Comment by kris feenstra on October 28, 2012 at 3:02pm

They both have to be correct because I'm having difficulty combining 'misos' and 'homosexual' satisfactorily.

Comment by Unseen on October 28, 2012 at 3:19pm

"Homophobia" has multiple problems. A lot of what is described as "homophobia" is really "homomisia" (hatred of gays as opposed to fear of or a revulsion to gays). The other problem is with the word "homo" due to its ambiguity. It can refer ambiguously to "malekind" or "humankind." I prefer discrete and specific terminology to avoid confusions and misunderstandings.

Comment by SteveInCO on October 28, 2012 at 6:06pm

I believe the root homo in homosexual actually originally meant "same," not "male" or "mankind."   Similar to "homogeneous" or "homogenize."  In other words the "homo-" in "homosexual" or "homophobic" isn't the same word as in "homo sapiens."  So it's even more ambiguous than you appear to be thinking, Unseen.

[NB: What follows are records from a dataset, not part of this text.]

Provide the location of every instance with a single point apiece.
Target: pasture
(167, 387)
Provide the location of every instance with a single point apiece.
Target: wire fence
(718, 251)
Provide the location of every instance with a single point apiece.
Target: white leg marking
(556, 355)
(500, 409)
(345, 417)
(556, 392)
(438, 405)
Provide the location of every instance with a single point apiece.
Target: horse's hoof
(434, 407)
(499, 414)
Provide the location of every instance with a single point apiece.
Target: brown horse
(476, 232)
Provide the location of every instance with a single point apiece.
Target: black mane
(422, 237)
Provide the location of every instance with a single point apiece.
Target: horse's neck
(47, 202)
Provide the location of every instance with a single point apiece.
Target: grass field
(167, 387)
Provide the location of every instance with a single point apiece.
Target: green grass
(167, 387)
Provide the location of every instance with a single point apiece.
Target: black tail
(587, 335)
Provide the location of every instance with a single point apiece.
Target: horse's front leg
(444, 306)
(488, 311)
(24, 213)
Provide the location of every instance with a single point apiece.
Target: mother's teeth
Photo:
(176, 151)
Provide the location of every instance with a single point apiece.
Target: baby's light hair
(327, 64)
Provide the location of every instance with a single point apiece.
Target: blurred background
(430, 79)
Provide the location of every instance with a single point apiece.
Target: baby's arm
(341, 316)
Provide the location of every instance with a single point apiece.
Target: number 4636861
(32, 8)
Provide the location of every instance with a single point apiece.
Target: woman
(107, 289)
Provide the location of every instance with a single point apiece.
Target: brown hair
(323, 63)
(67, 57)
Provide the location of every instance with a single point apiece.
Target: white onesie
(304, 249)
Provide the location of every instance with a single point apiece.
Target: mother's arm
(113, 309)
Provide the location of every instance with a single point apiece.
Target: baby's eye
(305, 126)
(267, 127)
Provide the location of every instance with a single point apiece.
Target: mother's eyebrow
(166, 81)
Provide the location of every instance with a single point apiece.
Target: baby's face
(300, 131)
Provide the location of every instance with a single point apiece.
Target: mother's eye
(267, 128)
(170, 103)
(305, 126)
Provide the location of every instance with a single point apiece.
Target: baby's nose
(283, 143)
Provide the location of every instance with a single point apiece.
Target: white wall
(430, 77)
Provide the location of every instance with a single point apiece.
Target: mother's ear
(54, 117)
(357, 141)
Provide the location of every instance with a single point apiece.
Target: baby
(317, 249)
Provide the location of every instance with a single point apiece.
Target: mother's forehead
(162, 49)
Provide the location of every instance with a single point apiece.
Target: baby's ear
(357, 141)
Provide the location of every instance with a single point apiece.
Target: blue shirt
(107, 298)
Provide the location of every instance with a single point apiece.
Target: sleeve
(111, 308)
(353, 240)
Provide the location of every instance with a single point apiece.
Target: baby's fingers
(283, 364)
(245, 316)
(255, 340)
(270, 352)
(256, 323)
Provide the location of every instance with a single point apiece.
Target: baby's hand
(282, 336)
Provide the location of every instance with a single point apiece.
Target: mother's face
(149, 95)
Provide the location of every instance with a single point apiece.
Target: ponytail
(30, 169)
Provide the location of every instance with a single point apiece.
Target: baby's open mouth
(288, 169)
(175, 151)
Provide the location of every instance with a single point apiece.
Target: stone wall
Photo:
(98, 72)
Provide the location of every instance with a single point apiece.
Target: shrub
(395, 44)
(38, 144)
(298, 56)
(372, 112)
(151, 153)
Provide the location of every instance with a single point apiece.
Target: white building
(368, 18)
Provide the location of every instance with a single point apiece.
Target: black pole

Comment by Reg The Fronkey Farmer on October 28, 2012 at 6:11pm

Unseen - I have never married. I have "lived in sin" with a some amazing women over the years but never at anytime did we even consider the subject. My "attitude" has upset some Christian relations over the years but I just tell them to pray for the strength to get the f**k over it.

Comment by Kir Komrik on October 29, 2012 at 12:42am
Mom - I think our neighbors in the midstates are still talking about gay marriage because they're too scared to talk about us.